It was such a treat to work with such a loving and caring family on Saturday as Allison and Kealii were married in the quaint White Memorial Chapel, which is situated directly across the street from the Utah State Capitol. Trolleys used to be a widely used form of transportation in many areas of the country, Utah was no stranger to them, that was until other forms of transportation made Trolleys all but obsolete. In a unique twist in transportation options, Allison and her wedding party, minus the Groom and his Groomsmen were delivered to the venue in style, by none other than one of Utah’s Trolleys.
The Pastor spoke great words of wisdom to the couple as though he had known them for their lifetime. It was such a beautiful ceremony, in one of Utah’s historic Chapels that was once used by the LDS church, but has been repurposed to be available to the general public as a nondenominational Wedding Chapel.
Immediately following the Ceremony, the couple was welcomed with open arms by two huge families, uniting two lineages into one.
Just as the Ceremony was nothing short of perfect, their reception had everything from a vintage VW Bus Photo Booth to a tasty hand-crafted dinner. The couple enjoyed their time with family and friends, and the dance floor was certainly hopping. Congratulations to Allison and Kealii on your wedding. Here are a few wedding photographs that I gathered along the way, I can’t wait to edit the wedding video! If you need a videographer for your own wedding, reach out to me anytime!

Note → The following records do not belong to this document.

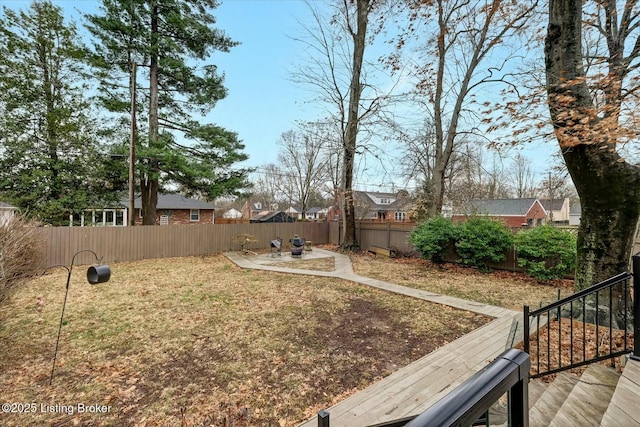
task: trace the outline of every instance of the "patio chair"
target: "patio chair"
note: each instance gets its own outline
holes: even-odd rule
[[[280,237],[276,237],[273,240],[269,240],[269,249],[271,251],[270,255],[273,258],[276,256],[282,256],[282,239]]]

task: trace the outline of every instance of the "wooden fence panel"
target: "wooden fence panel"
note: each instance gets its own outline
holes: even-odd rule
[[[329,223],[299,222],[272,224],[201,224],[136,227],[43,227],[47,242],[43,266],[68,265],[78,251],[92,250],[104,262],[135,261],[218,254],[240,250],[233,237],[247,233],[256,238],[249,249],[266,249],[269,240],[281,237],[286,243],[299,234],[314,244],[329,243]],[[78,254],[76,264],[95,261],[90,253]]]
[[[409,234],[415,228],[415,223],[368,223],[356,225],[356,238],[360,247],[367,250],[371,246],[395,249],[401,253],[415,252],[409,243]]]
[[[370,246],[393,248],[400,253],[415,253],[409,244],[409,234],[415,223],[367,223],[356,224],[356,237],[363,250]],[[104,262],[135,261],[140,259],[213,255],[227,251],[238,251],[240,245],[233,241],[238,234],[251,234],[256,243],[247,249],[268,249],[269,241],[280,237],[284,250],[289,239],[298,234],[314,244],[339,244],[342,235],[340,222],[295,222],[295,223],[236,223],[200,224],[136,227],[43,227],[42,238],[48,242],[46,258],[42,267],[69,265],[78,251],[89,249],[103,257]],[[636,242],[634,253],[640,250]],[[446,259],[455,262],[455,253]],[[75,264],[91,264],[95,261],[90,253],[78,254]],[[493,268],[521,271],[513,250],[507,259]]]

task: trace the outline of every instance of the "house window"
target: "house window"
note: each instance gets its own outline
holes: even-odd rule
[[[169,225],[169,215],[160,215],[160,225]]]
[[[385,199],[385,198],[380,199],[381,205],[388,205],[389,203],[391,203],[391,199]]]
[[[395,212],[393,214],[393,219],[396,221],[404,221],[405,219],[407,219],[407,213],[406,212]]]
[[[87,209],[80,217],[80,225],[89,227],[124,226],[125,221],[125,209]]]
[[[191,222],[200,221],[200,209],[191,209],[191,215],[189,216]]]
[[[115,212],[112,210],[105,210],[102,225],[115,225]]]

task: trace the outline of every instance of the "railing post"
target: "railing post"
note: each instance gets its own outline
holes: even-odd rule
[[[529,427],[529,363],[522,370],[522,379],[509,390],[509,426]]]
[[[523,345],[524,345],[524,352],[529,354],[529,336],[531,335],[529,333],[529,306],[525,305],[524,306],[524,319],[522,321],[522,329],[524,331],[524,340],[522,341]]]
[[[329,427],[329,412],[324,409],[318,412],[318,427]]]
[[[640,252],[633,257],[633,353],[631,358],[640,361]]]

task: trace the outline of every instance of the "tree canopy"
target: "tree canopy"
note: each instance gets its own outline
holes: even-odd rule
[[[45,223],[108,199],[83,46],[51,2],[0,19],[0,194]]]
[[[136,165],[144,224],[155,223],[161,186],[207,199],[249,186],[248,169],[231,169],[247,159],[237,134],[197,120],[226,96],[210,55],[236,45],[213,26],[216,5],[214,0],[104,0],[100,14],[86,15],[102,105],[129,114],[129,94],[135,92],[148,116],[136,139],[136,153],[146,160]],[[134,63],[143,70],[145,90],[133,90],[140,81],[133,78]]]

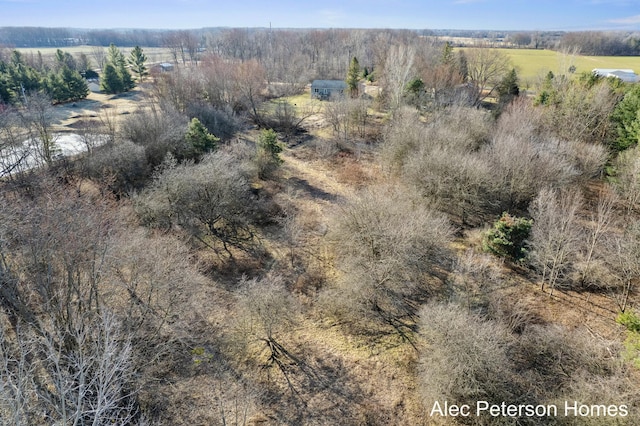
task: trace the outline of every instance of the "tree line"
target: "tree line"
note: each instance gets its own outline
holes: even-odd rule
[[[148,75],[147,57],[136,46],[128,57],[113,43],[105,51],[94,50],[96,61],[102,62],[101,75],[85,53],[76,57],[58,49],[53,61],[45,61],[42,54],[25,56],[18,50],[0,56],[0,103],[16,104],[27,95],[45,93],[54,103],[84,99],[89,94],[87,79],[101,77],[100,88],[115,94],[135,87],[132,72],[139,82]]]
[[[89,94],[89,88],[80,70],[87,69],[86,56],[78,63],[60,49],[52,64],[41,63],[37,68],[27,64],[23,55],[14,50],[8,60],[0,60],[0,103],[22,102],[27,93],[40,91],[54,102],[83,99]]]

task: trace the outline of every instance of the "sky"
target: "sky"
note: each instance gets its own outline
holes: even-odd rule
[[[640,31],[640,0],[0,0],[0,27]]]

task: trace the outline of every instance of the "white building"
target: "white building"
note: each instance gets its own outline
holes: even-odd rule
[[[637,83],[640,81],[640,76],[633,72],[631,69],[619,69],[619,68],[594,68],[591,71],[595,75],[600,77],[615,77],[619,78],[625,83]]]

More information about the White Memorial Chapel:
The White Memorial Chapel was first built in 1883, and it was originally located on A Street and 2nd Avenue. It was home to the 18th ward of the Church of Jesus Christ of Latter-day Saints (LDS). In 1973, the chapel was carefully disassembled to ensure elements could be reused. In 1976, the chapel was rebuilt on land donated by the Utah State Legislature in celebration of the nation’s 200th birthday, using the chapel’s original steeple, Gothic windows, doors, and benches. The LDS Sunday School program was launched at this location, and it served as the founding location for the first Boy Scout troop in Utah. The building is now a non-denominational chapel used for civic purposes.
The White Chapel is an excellent example of Utah’s early religious architecture. Architect Obed Taylor (who also designed the Assembly Hall at Temple Square) was inspired by Gothic architecture, as demonstrated by the buttresses, tall steeple, Gothic windows, and inclined roof.